Is higher ed really an economic stimulus? If so, why hasn’t it helped New Mexico?

House Speaker Brian Egolf seems oblivious (as are so many of our State’s leaders) to the real issues facing our State. In a recent article detailing New Mexico’s budget challenges, Egolf was quoted as saying:

“It’s important to protect higher education, especially as New Mexico struggles with the second-highest unemployment rate in the nation.”

“The story about higher-education funding is one of economic development – a huge economic development opportunity missed and squandered,” he said. “We can only guess what our economy would be like now if we had protected higher education.”

Aside from the abject lack of evidence that higher education really boosts economic growth, the fact is that New Mexico spends far more than other states on higher ed. Check out a report from earlier this year in which it was noted that the average (in-state tuition) rate at schools around New Mexico is by far the lowest in the nation.

Just ask UNM president Abdallah who said “Our higher ed spending is more than most other states; the trouble is we don’t spend it wisely and (we) spread it across so many entities

If he can point to any empirical studies that show how state higher ed spending results in greater economic growth, we’d love to see them. But, we’d settle for some analysis from New Mexico’s universities showing how many New Mexico graduates are actually working in state as opposed to leaving New Mexico for much greener economic pastures.

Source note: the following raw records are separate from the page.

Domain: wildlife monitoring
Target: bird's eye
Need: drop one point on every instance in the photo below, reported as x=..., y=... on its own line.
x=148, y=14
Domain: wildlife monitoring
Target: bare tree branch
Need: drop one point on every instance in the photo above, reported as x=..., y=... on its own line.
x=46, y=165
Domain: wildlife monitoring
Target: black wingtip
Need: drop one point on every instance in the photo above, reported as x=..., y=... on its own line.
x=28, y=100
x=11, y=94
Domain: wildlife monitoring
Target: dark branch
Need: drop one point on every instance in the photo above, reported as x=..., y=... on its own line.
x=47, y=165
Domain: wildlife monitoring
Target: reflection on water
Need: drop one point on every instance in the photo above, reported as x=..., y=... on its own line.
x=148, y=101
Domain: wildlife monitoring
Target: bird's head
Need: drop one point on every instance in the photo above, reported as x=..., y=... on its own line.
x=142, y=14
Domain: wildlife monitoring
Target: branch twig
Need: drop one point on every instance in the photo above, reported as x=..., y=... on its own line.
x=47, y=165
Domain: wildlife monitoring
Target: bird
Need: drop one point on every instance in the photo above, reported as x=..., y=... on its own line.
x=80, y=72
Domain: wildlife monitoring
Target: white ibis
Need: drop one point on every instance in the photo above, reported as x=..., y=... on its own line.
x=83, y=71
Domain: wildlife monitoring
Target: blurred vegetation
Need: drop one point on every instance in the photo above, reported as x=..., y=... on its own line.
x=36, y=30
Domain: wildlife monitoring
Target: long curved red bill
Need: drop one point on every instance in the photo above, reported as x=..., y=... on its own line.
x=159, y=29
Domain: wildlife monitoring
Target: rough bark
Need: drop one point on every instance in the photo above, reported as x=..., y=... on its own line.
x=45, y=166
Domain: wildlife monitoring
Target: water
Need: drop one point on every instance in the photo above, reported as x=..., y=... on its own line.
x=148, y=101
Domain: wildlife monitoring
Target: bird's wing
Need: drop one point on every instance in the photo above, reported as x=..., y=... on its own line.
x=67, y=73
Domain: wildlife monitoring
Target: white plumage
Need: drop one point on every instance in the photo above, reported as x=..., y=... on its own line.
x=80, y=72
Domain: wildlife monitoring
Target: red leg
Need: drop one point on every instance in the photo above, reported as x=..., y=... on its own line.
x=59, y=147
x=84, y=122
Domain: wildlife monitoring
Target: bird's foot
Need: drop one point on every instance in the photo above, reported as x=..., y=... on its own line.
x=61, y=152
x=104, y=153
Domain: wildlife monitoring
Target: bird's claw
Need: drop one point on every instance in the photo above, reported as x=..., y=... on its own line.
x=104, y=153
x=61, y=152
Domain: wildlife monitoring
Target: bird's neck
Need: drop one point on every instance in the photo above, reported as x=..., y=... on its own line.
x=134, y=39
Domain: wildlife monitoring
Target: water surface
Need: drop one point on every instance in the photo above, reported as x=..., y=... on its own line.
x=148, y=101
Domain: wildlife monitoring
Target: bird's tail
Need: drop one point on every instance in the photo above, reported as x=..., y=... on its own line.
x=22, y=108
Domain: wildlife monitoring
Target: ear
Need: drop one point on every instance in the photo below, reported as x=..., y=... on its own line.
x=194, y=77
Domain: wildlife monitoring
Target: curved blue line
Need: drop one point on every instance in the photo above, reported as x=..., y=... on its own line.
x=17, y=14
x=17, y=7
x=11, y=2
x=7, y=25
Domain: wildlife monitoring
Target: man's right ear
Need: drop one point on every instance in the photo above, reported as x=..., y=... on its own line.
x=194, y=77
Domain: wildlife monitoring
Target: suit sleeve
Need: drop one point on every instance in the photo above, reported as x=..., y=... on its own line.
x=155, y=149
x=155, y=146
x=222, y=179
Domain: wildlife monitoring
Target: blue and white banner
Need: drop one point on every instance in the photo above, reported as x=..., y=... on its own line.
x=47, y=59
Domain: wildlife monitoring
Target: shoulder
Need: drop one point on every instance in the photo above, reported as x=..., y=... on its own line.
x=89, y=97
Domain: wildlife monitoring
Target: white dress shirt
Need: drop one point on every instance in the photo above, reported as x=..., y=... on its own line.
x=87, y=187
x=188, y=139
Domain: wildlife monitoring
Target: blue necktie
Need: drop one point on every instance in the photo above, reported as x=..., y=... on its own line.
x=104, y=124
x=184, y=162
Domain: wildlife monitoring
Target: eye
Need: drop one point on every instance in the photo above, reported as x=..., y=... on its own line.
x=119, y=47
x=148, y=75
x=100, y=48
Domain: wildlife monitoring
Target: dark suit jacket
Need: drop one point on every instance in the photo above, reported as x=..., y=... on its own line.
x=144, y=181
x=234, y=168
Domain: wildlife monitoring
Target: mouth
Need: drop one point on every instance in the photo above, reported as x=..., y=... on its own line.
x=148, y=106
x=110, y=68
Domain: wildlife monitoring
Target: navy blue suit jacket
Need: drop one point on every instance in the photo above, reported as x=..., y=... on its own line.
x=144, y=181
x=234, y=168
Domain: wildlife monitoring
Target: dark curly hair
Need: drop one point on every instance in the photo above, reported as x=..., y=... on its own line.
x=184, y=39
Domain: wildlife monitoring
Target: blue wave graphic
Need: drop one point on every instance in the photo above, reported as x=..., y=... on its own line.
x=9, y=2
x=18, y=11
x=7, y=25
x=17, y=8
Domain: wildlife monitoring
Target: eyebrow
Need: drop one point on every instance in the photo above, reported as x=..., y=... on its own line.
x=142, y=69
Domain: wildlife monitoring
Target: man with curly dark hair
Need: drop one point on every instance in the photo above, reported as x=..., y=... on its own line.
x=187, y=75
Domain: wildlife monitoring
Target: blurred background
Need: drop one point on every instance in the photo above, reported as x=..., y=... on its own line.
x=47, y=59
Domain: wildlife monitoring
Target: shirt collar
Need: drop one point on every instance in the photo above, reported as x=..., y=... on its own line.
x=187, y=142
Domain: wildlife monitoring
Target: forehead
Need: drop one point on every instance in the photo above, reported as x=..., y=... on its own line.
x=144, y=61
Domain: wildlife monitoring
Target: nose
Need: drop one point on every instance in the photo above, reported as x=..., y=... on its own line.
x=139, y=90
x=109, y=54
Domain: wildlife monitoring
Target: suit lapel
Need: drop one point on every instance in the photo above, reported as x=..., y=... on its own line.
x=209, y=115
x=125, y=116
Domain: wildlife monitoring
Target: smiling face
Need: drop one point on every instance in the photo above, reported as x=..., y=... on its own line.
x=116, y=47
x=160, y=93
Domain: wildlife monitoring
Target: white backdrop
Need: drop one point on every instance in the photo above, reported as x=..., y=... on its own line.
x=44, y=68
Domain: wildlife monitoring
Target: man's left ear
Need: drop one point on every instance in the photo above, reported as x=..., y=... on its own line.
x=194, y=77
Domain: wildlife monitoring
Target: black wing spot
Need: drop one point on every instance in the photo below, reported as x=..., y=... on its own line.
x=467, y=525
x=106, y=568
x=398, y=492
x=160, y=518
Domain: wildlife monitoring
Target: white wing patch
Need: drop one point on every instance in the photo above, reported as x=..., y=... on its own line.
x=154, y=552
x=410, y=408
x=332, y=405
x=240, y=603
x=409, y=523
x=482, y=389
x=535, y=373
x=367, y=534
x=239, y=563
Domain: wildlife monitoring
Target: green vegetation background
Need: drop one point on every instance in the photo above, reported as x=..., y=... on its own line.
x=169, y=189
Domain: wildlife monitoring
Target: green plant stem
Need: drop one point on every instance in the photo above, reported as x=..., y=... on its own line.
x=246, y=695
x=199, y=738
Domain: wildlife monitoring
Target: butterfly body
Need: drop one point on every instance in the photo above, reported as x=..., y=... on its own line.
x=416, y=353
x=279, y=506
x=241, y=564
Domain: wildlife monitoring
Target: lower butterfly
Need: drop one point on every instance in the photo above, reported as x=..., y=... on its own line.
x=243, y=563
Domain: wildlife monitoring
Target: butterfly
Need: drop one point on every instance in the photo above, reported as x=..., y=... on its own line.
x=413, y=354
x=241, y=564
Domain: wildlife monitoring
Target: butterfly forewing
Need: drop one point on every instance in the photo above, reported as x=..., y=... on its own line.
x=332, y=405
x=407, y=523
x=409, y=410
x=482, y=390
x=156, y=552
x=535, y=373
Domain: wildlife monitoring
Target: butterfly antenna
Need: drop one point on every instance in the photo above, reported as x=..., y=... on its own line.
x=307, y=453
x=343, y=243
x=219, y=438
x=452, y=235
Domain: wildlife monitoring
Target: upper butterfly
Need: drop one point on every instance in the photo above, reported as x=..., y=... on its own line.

It is also worth asking, if higher ed spending is such an economic stimulus, why New Mexico with its high levels of spending has lagged economically.

We at the Rio Grande Foundation hypothesize that (to an even greater degree than in other states) tax dollars New Mexicans spend on higher education are wasted on low quality outcomes and students heading out of state due to limited job opportunities at home. In other words, Speaker Egolf is completely oblivious to the real forces impacting (and holding back) New Mexico’s economy.